Uno, è la necessità da parte delle aziende chiedersi, nel momento in cui si produce uno spot, se il contenuto sia giusto per “i nostri bambini”, e come sia altrettanto necessario non darsi risposte sbagliate. L’altro è proprio la conseguenza di quella risposta; ha aggiunto infatti la first lady: “Spesso il lavoro dei genitori consapevoli è vanificato dalla pubblicità”.
“Non ci avremmo creduto, due anni fa”, ha poi detto, evidenziando una volta di più l’importanza dell’iniziativa di un marchio globale qual è Disney. Ciò non deve tuttavia far pensare che a questo risultato si sia giunti da un giorno all’altro.
Gli allarmi su quanto la pubblicità possa influenzare la percezione dei bambini, orientandone le scelte in modo radicale, risalgono già a qualche anno fa.
Era il 2007, per esempio, quando Eurosalus ha raccontato di una ricerca di studiosi della Stanford University (California) su come un marchio forte (McDonald’s, nella fattispecie) attirasse a sé la preferenza di bambini chiamati a decidere se prendere il cibo da un pacco anonimo o da uno con il logo del fast food.

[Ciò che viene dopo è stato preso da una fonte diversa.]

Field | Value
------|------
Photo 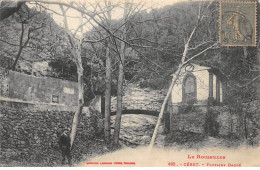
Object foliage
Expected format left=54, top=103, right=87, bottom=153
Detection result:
left=0, top=4, right=68, bottom=73
left=165, top=131, right=205, bottom=146
left=121, top=2, right=219, bottom=88
left=139, top=77, right=168, bottom=90
left=177, top=100, right=195, bottom=114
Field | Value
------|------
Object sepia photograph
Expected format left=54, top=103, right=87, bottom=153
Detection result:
left=0, top=0, right=260, bottom=167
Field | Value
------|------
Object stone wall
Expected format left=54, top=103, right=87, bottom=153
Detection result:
left=169, top=104, right=208, bottom=134
left=1, top=70, right=78, bottom=106
left=0, top=68, right=9, bottom=98
left=167, top=102, right=260, bottom=143
left=0, top=98, right=78, bottom=112
left=208, top=104, right=260, bottom=140
left=206, top=106, right=239, bottom=137
left=0, top=101, right=103, bottom=166
left=111, top=83, right=167, bottom=112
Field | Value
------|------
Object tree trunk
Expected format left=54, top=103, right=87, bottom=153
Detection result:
left=149, top=2, right=213, bottom=148
left=70, top=12, right=85, bottom=148
left=12, top=46, right=23, bottom=71
left=70, top=61, right=84, bottom=148
left=113, top=37, right=125, bottom=146
left=104, top=0, right=112, bottom=144
left=104, top=43, right=112, bottom=144
left=60, top=6, right=85, bottom=148
left=12, top=37, right=30, bottom=71
left=113, top=0, right=127, bottom=146
left=149, top=65, right=182, bottom=148
left=244, top=111, right=247, bottom=139
left=149, top=43, right=189, bottom=148
left=12, top=22, right=25, bottom=71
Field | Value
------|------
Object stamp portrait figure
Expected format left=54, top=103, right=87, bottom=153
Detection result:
left=220, top=1, right=257, bottom=46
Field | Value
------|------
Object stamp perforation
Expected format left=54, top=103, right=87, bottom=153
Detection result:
left=219, top=1, right=257, bottom=46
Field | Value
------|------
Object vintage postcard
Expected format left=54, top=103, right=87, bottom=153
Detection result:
left=0, top=0, right=260, bottom=167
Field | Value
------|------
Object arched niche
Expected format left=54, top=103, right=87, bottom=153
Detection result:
left=182, top=73, right=197, bottom=103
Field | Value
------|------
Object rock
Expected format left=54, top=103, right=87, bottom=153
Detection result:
left=111, top=114, right=165, bottom=147
left=111, top=83, right=167, bottom=112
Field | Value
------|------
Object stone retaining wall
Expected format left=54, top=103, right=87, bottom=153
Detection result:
left=208, top=104, right=260, bottom=140
left=0, top=101, right=103, bottom=166
left=167, top=102, right=260, bottom=143
left=169, top=105, right=208, bottom=134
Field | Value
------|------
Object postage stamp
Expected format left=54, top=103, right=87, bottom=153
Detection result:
left=219, top=1, right=257, bottom=46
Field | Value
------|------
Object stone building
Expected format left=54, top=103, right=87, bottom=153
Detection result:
left=0, top=69, right=79, bottom=107
left=170, top=63, right=226, bottom=105
left=164, top=63, right=227, bottom=134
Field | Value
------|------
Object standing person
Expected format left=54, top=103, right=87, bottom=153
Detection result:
left=58, top=128, right=72, bottom=166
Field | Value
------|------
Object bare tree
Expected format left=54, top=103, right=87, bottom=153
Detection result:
left=113, top=0, right=128, bottom=146
left=0, top=5, right=55, bottom=71
left=11, top=10, right=45, bottom=70
left=104, top=0, right=112, bottom=145
left=59, top=4, right=86, bottom=147
left=12, top=0, right=185, bottom=148
left=149, top=1, right=218, bottom=148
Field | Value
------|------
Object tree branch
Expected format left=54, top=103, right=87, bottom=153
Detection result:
left=184, top=42, right=218, bottom=65
left=235, top=75, right=260, bottom=88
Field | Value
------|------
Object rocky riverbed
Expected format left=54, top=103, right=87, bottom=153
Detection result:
left=110, top=114, right=165, bottom=147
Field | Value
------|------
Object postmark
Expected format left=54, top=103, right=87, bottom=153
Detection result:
left=219, top=1, right=257, bottom=46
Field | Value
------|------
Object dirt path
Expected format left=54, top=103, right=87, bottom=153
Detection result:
left=74, top=114, right=254, bottom=167
left=75, top=144, right=260, bottom=167
left=202, top=136, right=224, bottom=148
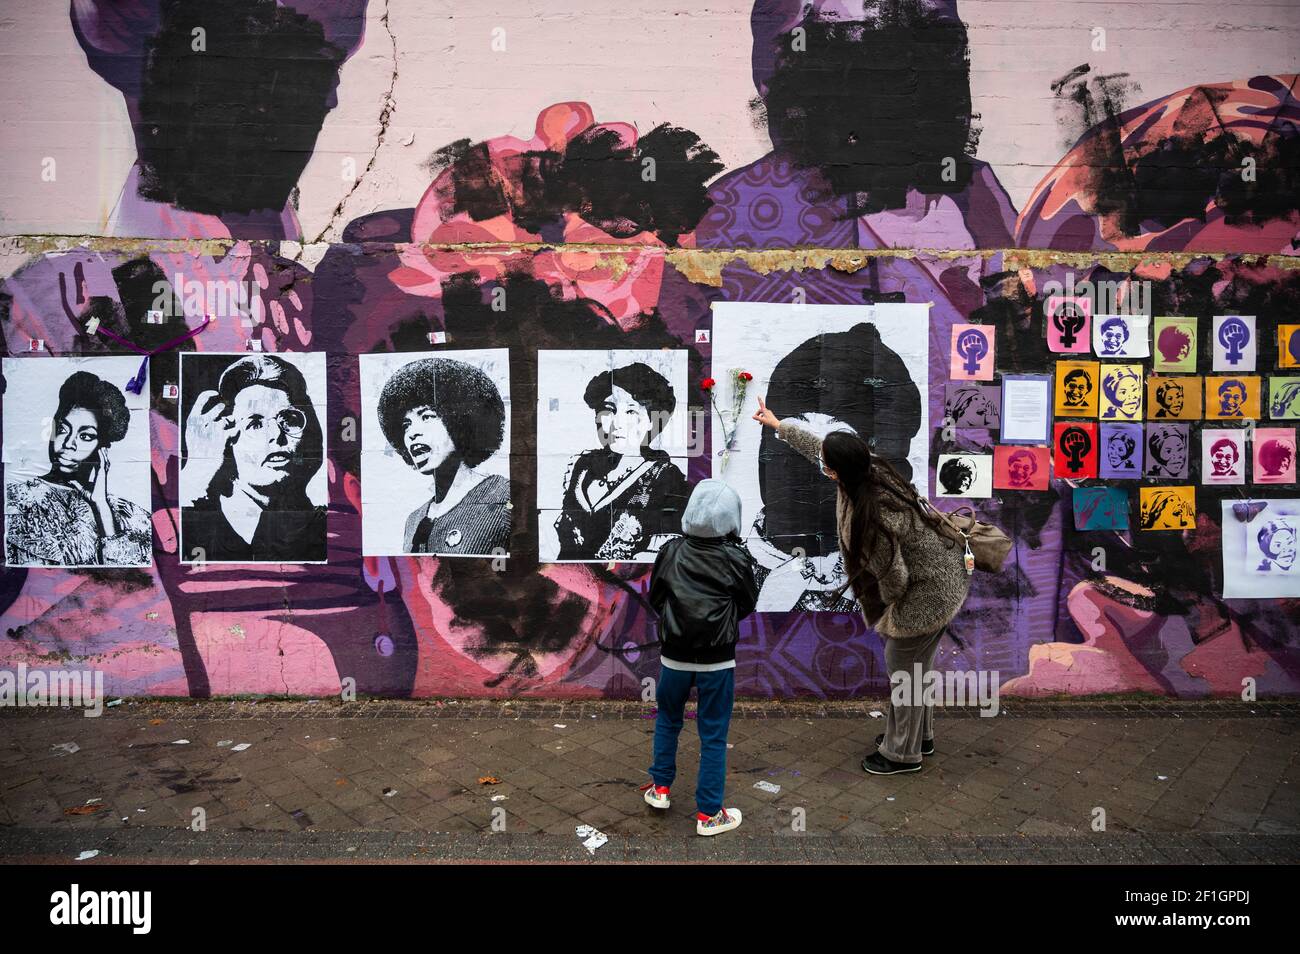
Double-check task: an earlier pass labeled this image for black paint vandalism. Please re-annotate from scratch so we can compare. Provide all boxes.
[136,0,347,215]
[759,323,922,558]
[71,258,192,418]
[1056,71,1300,236]
[427,126,723,245]
[759,6,978,212]
[415,274,706,683]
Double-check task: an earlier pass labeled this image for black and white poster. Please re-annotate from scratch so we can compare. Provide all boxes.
[1221,499,1300,598]
[711,302,929,612]
[936,454,993,499]
[360,351,512,557]
[537,349,690,563]
[3,356,153,568]
[179,352,328,564]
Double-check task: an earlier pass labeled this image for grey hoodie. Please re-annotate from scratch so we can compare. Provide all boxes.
[650,478,758,667]
[680,478,743,538]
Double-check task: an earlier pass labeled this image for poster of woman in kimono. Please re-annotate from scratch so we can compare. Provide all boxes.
[359,351,512,557]
[3,357,152,567]
[537,351,690,563]
[179,353,328,564]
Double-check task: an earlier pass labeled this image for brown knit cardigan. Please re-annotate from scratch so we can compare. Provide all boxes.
[777,418,971,639]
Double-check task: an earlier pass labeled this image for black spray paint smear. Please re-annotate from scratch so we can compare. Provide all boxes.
[71,258,190,418]
[759,323,921,556]
[425,274,705,677]
[1056,71,1300,235]
[135,0,346,215]
[428,124,723,245]
[759,10,979,212]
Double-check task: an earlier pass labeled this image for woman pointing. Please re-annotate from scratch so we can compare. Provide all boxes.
[752,395,972,774]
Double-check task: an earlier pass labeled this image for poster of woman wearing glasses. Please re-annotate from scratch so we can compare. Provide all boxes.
[179,353,328,564]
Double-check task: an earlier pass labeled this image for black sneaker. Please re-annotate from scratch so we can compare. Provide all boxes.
[875,734,935,757]
[861,752,922,775]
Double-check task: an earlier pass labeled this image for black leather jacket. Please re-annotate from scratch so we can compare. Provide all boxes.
[649,534,760,665]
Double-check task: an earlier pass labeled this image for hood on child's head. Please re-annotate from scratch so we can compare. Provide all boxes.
[681,479,743,538]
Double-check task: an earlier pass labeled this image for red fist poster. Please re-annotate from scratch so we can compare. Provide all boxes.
[1054,421,1099,479]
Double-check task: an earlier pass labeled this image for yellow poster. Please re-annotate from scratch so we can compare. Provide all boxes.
[1139,486,1196,531]
[1098,364,1143,421]
[1279,325,1300,369]
[1204,376,1260,420]
[1054,360,1099,418]
[1147,375,1201,420]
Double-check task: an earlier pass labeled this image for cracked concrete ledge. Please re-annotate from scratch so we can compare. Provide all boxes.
[3,235,1297,288]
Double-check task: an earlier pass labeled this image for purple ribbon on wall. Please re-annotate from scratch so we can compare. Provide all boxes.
[95,316,213,393]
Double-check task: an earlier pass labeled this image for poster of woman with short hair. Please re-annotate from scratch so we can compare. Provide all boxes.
[3,356,153,568]
[1202,429,1246,486]
[1221,499,1300,598]
[1205,376,1261,420]
[1152,316,1197,373]
[1054,360,1100,418]
[993,445,1049,492]
[1147,375,1201,421]
[179,352,328,564]
[537,350,690,563]
[1253,428,1297,485]
[936,454,992,498]
[1093,314,1149,359]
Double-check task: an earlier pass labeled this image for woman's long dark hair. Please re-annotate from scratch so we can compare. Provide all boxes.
[821,430,947,598]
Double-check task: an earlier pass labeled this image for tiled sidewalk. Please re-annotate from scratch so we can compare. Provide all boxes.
[1,699,1297,863]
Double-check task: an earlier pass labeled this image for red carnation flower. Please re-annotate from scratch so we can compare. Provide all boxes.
[701,377,716,390]
[738,371,753,381]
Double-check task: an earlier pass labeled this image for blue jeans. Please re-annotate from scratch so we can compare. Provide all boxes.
[649,664,735,816]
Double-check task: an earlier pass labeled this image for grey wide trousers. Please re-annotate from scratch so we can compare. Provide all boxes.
[878,626,948,764]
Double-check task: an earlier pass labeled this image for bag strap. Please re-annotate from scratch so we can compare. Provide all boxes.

Ed era di pochi mesi prima la notizia dell’iniziativa di insegnanti e consumatori – in Inghilterra, questa volta – che chiedevano di restringere le norme dettate per la pubblicità di alimenti (soprattutto hamburger e merendine) destinata ai ragazzi.
La decisione della Disney appare dunque come uno dei più forti tra i tentativi in atto per risolvere il problema dell’obesità (un bambino su tre negli USA è almeno in sovrappeso), tra i quali va ricordato anche l’intenzione – annunciata, ma al momento ancora non praticata – da parte del sindaco di New York Michael Bloomberg di vietare le bibite extralarge (veri e propri secchielli da quasi un litro) nei ristoranti, nei teatri e nei cinema della città.
E l’Italia? Di iniziative come queste non c’è traccia. Ma seppure in misura inferiore agli Stati Uniti, il nostro paese non è estraneo al problema.
Gli ultimi dati disponibili (progetto “Okkio alla salute” 2010) dicono che il 22,9% dei ragazzi tra gli 8 e i 9 anni è in sovrappeso, e l’11,1% è obeso. Cifre che chiedono un atto importante e coraggioso, come quello di cui è stata capace la Walt Disney Company.